08/13/2019 | Press release | Distributed by Public on 08/13/2019 18:01
Austin, TX, Aug. 13, 2019 - The Electric Reliability Council of Texas (ERCOT) canceled its Energy Emergency Alert (EEA1) at 5 p.m. today and returned to normal grid operations by 5:30 p.m.
'Extreme heat across the state resulted in high usage today,' said ERCOT President and CEO Bill Magness. 'Declaring an EEA1 allowed us to access tools to maintain reliability, and we appreciate everyone's response to the conservation appeal.'
At 3:10 p.m. today, ERCOT issued an EEA1 due to operating reserves below 2,300 MW. During normal grid conditions, ERCOT's operating reserves are at or above 3,000 MW. This is the first time ERCOT has issued an EEA1 since January 2014.

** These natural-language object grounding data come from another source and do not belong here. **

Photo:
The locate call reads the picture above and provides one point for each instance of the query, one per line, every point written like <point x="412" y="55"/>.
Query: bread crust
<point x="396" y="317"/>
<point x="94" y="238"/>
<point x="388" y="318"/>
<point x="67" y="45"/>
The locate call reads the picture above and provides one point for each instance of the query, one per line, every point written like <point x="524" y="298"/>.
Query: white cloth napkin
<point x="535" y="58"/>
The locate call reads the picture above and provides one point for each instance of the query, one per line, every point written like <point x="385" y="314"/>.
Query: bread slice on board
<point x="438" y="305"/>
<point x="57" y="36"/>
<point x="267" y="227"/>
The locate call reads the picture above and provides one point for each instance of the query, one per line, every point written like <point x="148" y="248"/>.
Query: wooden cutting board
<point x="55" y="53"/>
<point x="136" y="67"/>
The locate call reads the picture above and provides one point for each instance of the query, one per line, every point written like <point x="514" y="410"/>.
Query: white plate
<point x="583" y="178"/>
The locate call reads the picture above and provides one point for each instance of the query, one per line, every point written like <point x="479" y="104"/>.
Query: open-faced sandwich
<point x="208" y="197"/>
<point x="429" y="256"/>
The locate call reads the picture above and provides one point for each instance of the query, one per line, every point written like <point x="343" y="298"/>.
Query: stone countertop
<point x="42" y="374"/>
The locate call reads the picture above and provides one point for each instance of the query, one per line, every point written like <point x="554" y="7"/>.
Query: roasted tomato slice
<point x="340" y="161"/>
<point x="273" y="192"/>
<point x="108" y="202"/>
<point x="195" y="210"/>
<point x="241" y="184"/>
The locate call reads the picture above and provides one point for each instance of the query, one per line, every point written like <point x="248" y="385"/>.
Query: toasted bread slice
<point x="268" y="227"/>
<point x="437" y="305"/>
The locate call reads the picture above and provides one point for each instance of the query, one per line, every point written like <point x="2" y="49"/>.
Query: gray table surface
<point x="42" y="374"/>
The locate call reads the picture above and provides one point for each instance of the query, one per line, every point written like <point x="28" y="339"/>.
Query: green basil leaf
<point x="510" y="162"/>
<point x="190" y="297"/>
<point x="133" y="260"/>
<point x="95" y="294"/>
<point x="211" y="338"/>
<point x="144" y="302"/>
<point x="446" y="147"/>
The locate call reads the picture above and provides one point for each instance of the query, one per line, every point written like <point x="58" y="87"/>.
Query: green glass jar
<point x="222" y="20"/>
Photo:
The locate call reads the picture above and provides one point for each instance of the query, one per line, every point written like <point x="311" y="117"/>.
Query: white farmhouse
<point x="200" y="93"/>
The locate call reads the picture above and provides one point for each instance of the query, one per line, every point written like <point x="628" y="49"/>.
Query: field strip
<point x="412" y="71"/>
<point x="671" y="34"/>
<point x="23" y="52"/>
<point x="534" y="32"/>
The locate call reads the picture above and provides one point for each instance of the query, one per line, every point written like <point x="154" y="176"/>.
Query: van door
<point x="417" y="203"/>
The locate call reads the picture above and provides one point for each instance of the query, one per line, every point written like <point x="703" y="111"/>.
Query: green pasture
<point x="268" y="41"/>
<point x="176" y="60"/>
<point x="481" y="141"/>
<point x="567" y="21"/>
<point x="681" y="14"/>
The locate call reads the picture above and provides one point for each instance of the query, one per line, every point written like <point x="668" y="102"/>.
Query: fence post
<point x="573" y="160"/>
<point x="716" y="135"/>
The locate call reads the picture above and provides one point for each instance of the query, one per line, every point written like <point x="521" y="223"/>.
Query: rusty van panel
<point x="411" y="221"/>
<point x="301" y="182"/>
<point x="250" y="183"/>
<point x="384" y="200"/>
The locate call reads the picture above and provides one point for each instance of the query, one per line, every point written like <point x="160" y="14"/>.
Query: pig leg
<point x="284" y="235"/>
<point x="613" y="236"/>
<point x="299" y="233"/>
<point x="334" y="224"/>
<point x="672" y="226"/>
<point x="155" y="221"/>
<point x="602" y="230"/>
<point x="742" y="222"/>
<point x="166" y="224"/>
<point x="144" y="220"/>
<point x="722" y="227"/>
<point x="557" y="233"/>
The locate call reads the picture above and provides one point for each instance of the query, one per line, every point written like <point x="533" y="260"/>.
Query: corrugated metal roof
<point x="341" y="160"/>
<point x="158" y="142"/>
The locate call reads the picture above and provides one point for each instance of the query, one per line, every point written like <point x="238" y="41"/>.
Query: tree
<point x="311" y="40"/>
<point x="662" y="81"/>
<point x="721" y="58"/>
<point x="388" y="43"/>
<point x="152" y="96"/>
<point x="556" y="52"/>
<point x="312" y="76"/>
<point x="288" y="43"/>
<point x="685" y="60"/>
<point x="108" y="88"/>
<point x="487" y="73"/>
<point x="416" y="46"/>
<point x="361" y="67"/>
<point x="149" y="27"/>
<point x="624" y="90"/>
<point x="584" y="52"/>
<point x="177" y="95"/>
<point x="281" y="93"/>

One megawatt (MW) is enough to power 200 homes on a hot summer day.
When ERCOT issues an EEA, it is then able to take advantage of additional resources that are only available during tight operating conditions.
This afternoon, the average real-time market energy price reached the $9,000/MWh offer cap for multiple 15-minute settlement intervals.
ERCOT set a new all-time peak demand record on Monday, Aug. 12, when demand reached 74,531 MW between 4 and 5 p.m. Today's peak came in at 74,181 MW between 3 and 4 p.m.
Consumers can monitor real-time grid conditions by downloading the ERCOT mobile app in the Apple Store and Google Play and/or by following ERCOT on Twitter.
The Electric Reliability Council of Texas (ERCOT) manages the flow of electric power to more than 25 million Texas customers -- representing about 90 percent of the state's electric load. As the independent system operator for the region, ERCOT schedules power on an electric grid that connects more than 46,500 miles of transmission lines and 650+ generation units. It also performs financial settlement for the competitive wholesale bulk-power market and administers retail switching for nearly 8 million premises in competitive choice areas. ERCOT is a membership-based 501(c)(4) nonprofit corporation, governed by a board of directors and subject to oversight by the Public Utility Commission of Texas and the Texas Legislature. Its members include consumers, cooperatives, generators, power marketers, retail electric providers, investor-owned electric utilities, transmission and distribution providers and municipally owned electric utilities.